L’autrice è tra le più titolate al mondo a parlare di neutrini, essendo fisico e avendo diretto, prima donna in assoluto, il più grande laboratorio sotterraneo del mondo, quello che l’Istituto Nazionale di Fisica Nucleare ha realizzato sotto il Gran Sasso, dove lavora uno dei gruppi più attrezzati e di successo nel dialogo con la particella fantasma.
E il libro che ha scritto registra puntualmente tutte le conoscenze più avanzate nella “fisica del neutrino”. Già, perché la particella inafferrabile e ciarliera, si è ritagliata una fetta piuttosto grossa della grande torta dell’attenzione dei  fisici.
Ma il libro, denso e conciso come direbbe un insegnante del liceo, è scritto con quella leggerezza e quella rapidità che Italo Calvino considerava due capisaldi della bella scrittura. Insomma, Lucia Votano si rivela divulgatrice di gran classe e il libro si legge in un amen.
Ma non è solo per la piacevolezza – che non è certo poca cosa – che ne consigliamo lo sfoglio. Ma anche – e non è cosa da meno – per la sua intrinseca importanza, che è organizzata nelle tre diverse dimensioni della storia: il passato, il presente e il futuro.

Il neutrino, infatti, ha un grande passato. Quasi per intero italiano, peraltro. Se infatti è stato Wolfgang Pauli a ipotizzarne l’esistenza, intorno al 1930, nel tentativo di fornire una spiegazione a quel bizzarro fenomeno della natura che è la radioattività è stato poi Enrico Fermi non solo a dargli il nome, neutrino – l’unico nome italiano utilizzato dalla comunità mondiale di fisica delle particelle – ma a interrogarlo e a fargli raccontare che esiste un’altra forza fondamentale della natura, l’interazione debole, oltre le due già note: gravità ed elettromagnetismo (più tardi ne è stata scoperta una quarta, l’interazione forte). Nessuno lo aveva ancora empiricamente osservato e il fantasma già parlava, rivelando misteri arcani. Perché fantasma? Beh, perché la particella non è solo minuscola, ma risente solo dell’interazione debole ed è indifferente a tutte le altre tre forze della natura. Per questo potrebbe attraversare mura spesse quanto l’intero sistema solare senza essere fermato.

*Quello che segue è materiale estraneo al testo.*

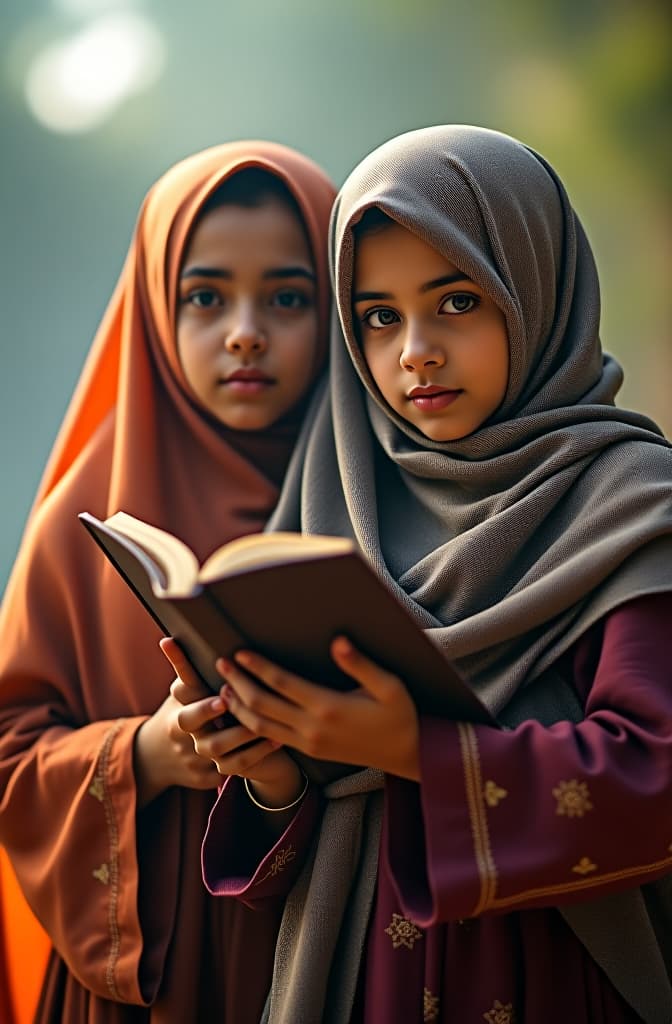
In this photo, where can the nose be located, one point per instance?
(245, 335)
(418, 352)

Dopo Fermi è stato un altro italiano, Bruno Pontecorvo, l’uomo che più di ogni altro ha “fatto” la storia del neutrino. Perché è stato il “cucciolo” di via Panisperna a indicare la trappola migliore per catturare il fantasma; a sostenere che ne esistono di diversi tipi (oggi sappiamo che sono tre); a sostenere che i neutrini per quanto minuscoli hanno una massa; a sostenere che i neutrini “oscillano”, ovvero si trasformano gli uni negli altri.
Le due ultimi ipotesi di Pontecorvo hanno avuto una definitiva verifica sperimentale grazie a un esperimento OPERA, condotto tra il CERN di Ginevra e il Gran Sasso. È dunque proprio vero che il neutrino “parla italiano”.

Proprio gli esperimenti al Laboratorio Nazionale del Gran Sasso (LNGS), diretto fino a qualche tempo fa da Lucia Votano, dimostrano che il neutrino ha non solo un grande passato, ma anche un presente non meno importante. Intanto perché il gruppo OPERA ha fornito la definitiva conferma che il neutrino ha una massa. Il che implica un problema teorico non da poco. Il Modello Standard della Fisica delle Alte Energie, ovvero il quadro teorico “completato” con la scoperta nel 2012 del “bosone di Higgs” al CERN di Ginevra, prevede che il neutrino “non abbia” massa. E, dunque, la particella fantasma (ma non del tutto) parla ancora e ci dice che bisogna “andare oltre il Modello Standard”. Elaborare, cioè, un quadro teorico più generale.

Nel fare questo il neutrino racconta – e Lucia Votano puntualmente annota – cose che nessun altro sa su come sono fatti l’universo bambino, il Sole e le altre stelle, la nostra atmosfera, l’interno del pianeta Terra. Tutte fonti diverse della particella fantasma e ubiqua. E questo solo per parlare delle fonti naturali, perché i fisici riescono a produrre in proprio i neutrini, mediante fonti artificiali sparse per il mondo intero. Perché quella del neutrino è una fisica molto frequentata.

Ed è molto frequentata anche perché avrà, quasi certamente, un futuro degno del suo presente e del suo passato. Un futuro scientifico, in cui dovrà aiutarci a svelare altri miseri ancora irrisolti della fisica. Ma anche un futuro tecnologico. Lucia Votano adombra l’idea che il prossimo e avveniristico sistema di trasmissione dell’informazione sarà potrebbe essere basato proprio sul neutrino. È probabile che dopo l’elettronica e dopo la fotonica avremo la “neutrinica”. Il vantaggio è evidente. L’elettronica, come dice il nome, si fonda sull’elettrone, particella che ha alcuni limiti dal punto di vista dei tecnologi: è pesanti ed è elettricamente carica, ovvero “sente” l’interazione elettromagnetica. Il fotone, cui si affida la “fotonica”, è privo di massa ed elettricamente neutro, ma è la “particella messaggero” dell’interazione elettromagnetica. Il neutrino ha una massa piccolissima e non solo è elettricamente neutro, ma non “sente” l’interazione elettromagnetica.
I tecnologi gongolano, perché sognano una nuova era, l’“era neutrinica” appunto, in cui le informazioni potranno essere trasmesse praticamente senza interferenze. L’impresa riuscirà solo troveremo il giusto acchiappa fantasmi. E allora l’inafferrabile e trasformistico neutrino diventerà definitivamente la particella più ciarliera dell’universo.